Le vrai dans l’éducation, à propos d’un livre récent de Mme Edgar Quinet

Le vrai dans l’éducation, à propos d’un livre récent de Mme Edgar Quinet
Revue pédagogique, second semestre 1891 (p. 516-520).

LE VRAI DANS L’ÉDUCATION[1]



La Revue pédagogique a déjà donné quelques extraits de ce livre. Si nous y revenons aujourd’hui, c’est qu’il mérite de retenir l’attention de toute une catégorie de notre public, celle de nos lectrices. Toutes celles qui ont, à quelque titre que ce soit, charge d’éducation féminine, l’accueilleront avec reconnaissance, et comme un présent qui leur a été destiné spécialement. Il est dommage que cette publication se soit produite juste au moment de la reprise des cours : c’était une vraie lecture de vacances, un de ces rares ouvrages faits pour les heures de loisir, propres à la fois à les remplir agréablement et à les rendre fécondes.

L’originalité du volume, c’est de n’être pas une étude de pédagogie. L’auteur n’a rien qui rappelle « l’école ». C’est une « laïque », une personne du dehors. Elle ne prétend pas avoir un système et nous le présenter, mais tout simplement causer en liberté, penser tout haut devant nous au gré de sa fantaisie. Et comme cette pensée est riche d’expérience et de raison, et en même temps d’une hauteur constante d’inspiration, il en résulte que ces causeries sont pleines d’intérêt et, comme on dit aujourd’hui, très suggestives ». Au surplus, on en jugera par les citations que nous allons faire, en choisissant de préférence dans les pages plus spécialement consacrées à l’éducation féminine.

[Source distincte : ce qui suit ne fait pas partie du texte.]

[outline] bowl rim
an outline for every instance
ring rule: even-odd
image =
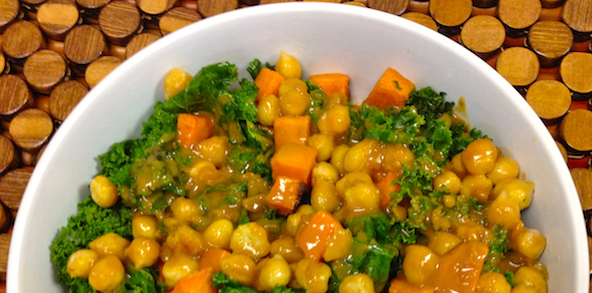
[[[436,33],[429,28],[426,28],[420,24],[414,23],[410,20],[400,18],[396,19],[392,17],[392,14],[382,12],[379,10],[363,8],[363,7],[356,7],[353,5],[338,5],[337,3],[319,3],[319,2],[306,2],[306,3],[299,3],[299,2],[288,2],[288,3],[273,3],[273,4],[265,4],[265,5],[257,5],[257,6],[250,6],[244,7],[240,9],[236,9],[233,11],[225,12],[216,16],[204,18],[197,23],[193,23],[187,27],[184,27],[178,31],[175,31],[166,36],[166,39],[160,38],[156,42],[152,43],[150,46],[144,48],[143,50],[137,52],[131,58],[125,60],[117,69],[111,72],[107,77],[105,77],[102,82],[100,82],[95,88],[93,88],[85,99],[82,99],[78,106],[70,113],[68,119],[66,119],[59,129],[54,133],[51,141],[46,147],[44,154],[39,160],[38,164],[33,171],[33,174],[29,180],[29,184],[27,185],[25,192],[23,194],[23,198],[21,201],[21,205],[19,207],[19,211],[17,217],[14,222],[12,238],[10,242],[10,250],[8,256],[8,271],[7,271],[7,291],[8,292],[18,292],[18,284],[20,278],[19,274],[19,265],[20,265],[20,258],[22,254],[21,244],[23,243],[23,237],[25,234],[25,226],[30,218],[31,206],[33,200],[36,196],[39,196],[40,191],[38,190],[37,186],[38,183],[42,181],[43,175],[47,172],[47,167],[49,162],[51,161],[51,157],[55,154],[59,146],[63,143],[64,137],[70,132],[70,129],[76,124],[79,119],[82,119],[84,113],[89,111],[90,106],[95,102],[95,100],[99,99],[102,95],[102,92],[109,88],[114,82],[116,82],[124,73],[129,70],[132,70],[136,67],[136,64],[144,62],[150,55],[154,54],[155,51],[160,50],[163,47],[169,46],[170,43],[175,43],[176,40],[182,39],[187,35],[191,34],[193,30],[207,30],[209,27],[216,26],[219,23],[225,23],[228,21],[232,21],[234,18],[243,18],[243,17],[250,17],[252,15],[266,15],[266,14],[273,14],[277,12],[285,12],[286,10],[290,12],[299,11],[299,12],[318,12],[318,11],[325,11],[329,13],[339,12],[349,15],[354,15],[358,17],[366,17],[366,18],[380,18],[381,21],[394,23],[394,22],[406,22],[406,26],[411,26],[413,30],[417,34],[421,34],[426,38],[434,39],[437,42],[440,42],[442,46],[450,49],[450,51],[454,54],[462,55],[462,58],[467,60],[467,62],[471,63],[471,66],[475,67],[477,70],[484,72],[485,75],[488,75],[494,82],[500,84],[500,89],[514,97],[521,97],[520,94],[512,87],[501,75],[497,73],[491,66],[487,63],[483,62],[478,56],[470,52],[468,49],[460,46],[460,50],[458,47],[453,48],[454,46],[459,46],[458,43],[450,40],[448,37],[443,36],[439,33]],[[386,19],[386,16],[390,18]],[[467,54],[470,53],[470,54]],[[523,99],[517,100],[512,99],[517,106],[524,107],[524,105],[528,105]],[[536,116],[534,111],[530,111],[530,113],[526,113],[529,116]],[[538,118],[538,116],[536,116]],[[540,119],[539,119],[540,121]],[[544,129],[544,125],[542,122],[535,125],[536,130]],[[546,129],[545,129],[546,131]],[[537,131],[539,133],[540,131]],[[543,134],[540,137],[544,143],[552,143],[554,140],[552,139],[551,135],[547,132],[547,134]],[[569,178],[563,176],[560,179],[560,182],[563,184],[570,193],[573,193],[576,197],[575,200],[571,200],[568,202],[568,208],[575,211],[582,211],[581,204],[579,200],[577,200],[577,190],[575,189],[575,185],[573,180],[571,179],[571,175],[569,174],[569,170],[567,169],[567,165],[563,161],[559,150],[550,150],[553,154],[550,158],[551,162],[554,166],[558,166],[558,168],[563,169],[561,172],[563,175],[569,175]],[[91,159],[91,158],[89,158]],[[560,167],[564,165],[565,167]],[[577,233],[575,236],[576,247],[588,253],[588,248],[585,245],[585,237],[586,228],[583,221],[583,214],[580,216],[569,215],[571,222],[573,223],[575,230],[582,231],[582,233]],[[576,284],[577,288],[582,289],[582,292],[588,291],[588,278],[589,278],[589,264],[588,262],[580,262],[579,267],[577,267],[578,276],[576,280],[580,282]],[[585,289],[585,291],[584,291]]]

Il y a deux grands principes qui paraissent dominer l’idée que Mme Quinet se forme de l’éducation : l’un, c’est l’attachement au vrai, l’autre c’est le souci du naturel. Et au fond ces deux idées se pénètrent l’une l’autre et n’en forment qu’une. C’est parce que la vérité lui est sacrée, que l’auteur déteste l’artifice et prêche le respect de la nature et de la simplicité.

« Toute parole, toute lecture, le choix des amitiés, tout sera dirigé dans un esprit de vérité et de bonté. L’enfant s’habituera à aimer ce qui est vrai plutôt que ce qui brille ; ce qui est impérissable plutôt que la mode passagère. La sincérité absolue, voilà le premier moyen en éducation et le plus puissant…

Il arrive souvent à la meilleure, à la plus charmante des mères de pervertir très innocemment son enfant, en lui disant tout en riant : Oh, la petite menteuse ! tu dis un mensonge, mon amour ! » Et ces mots sont entremêlés de rires et de baisers ! On inculque ainsi aux enfants l’habitude de fautes qu’ils ont commises jusque-là inconsciemment ; leurs défauts viennent d’abord par héritage, ensuite par les propos inconsidérés de ceux qui les entourent.

On distinguera aisément la jeune fille en qui on a cultivé la vie de l’âme, celle qui préfère l’être au paraître, qui ne sacrifie jamais le fond à la forme et qui voile de modestie exquise le savoir et les dons de l’intelligence. Tout en préférant la simplicité à l’éclat, cette jeune fille se trouverait au besoin parfaitement à l’aise au milieu des grandeurs ; elle éprouverait un enthousiasme sacré pour les choses nobles et grandes et un profond dédain pour les joies de la vanité.

La décoration extérieure, en fait d’éducation, voilà jusqu’ici le principal souci des mères les plus intelligentes. Elles aident leurs filles à acquérir tout ce qui leur permettra d’égaler leurs compagnes les mieux favorisées par la fortune et de briller un jour autant par l’instruction que par la science du savoir-vivre. Ce côté de l’éducation est parfaitement dirigé, je le répète. Mais il y a une mystérieuse influence de l’âme enfantine qui doit s’exercer à toute heure, depuis la prière matinale faite en commun, jusqu’à l’examen de conscience après une journée de travail ou de plaisir. Nulle autre science que l’amour n’inspire cette éducation si simple ; elle continue inconsciente, comme les battements du cœur, comme une respiration nécessaire. »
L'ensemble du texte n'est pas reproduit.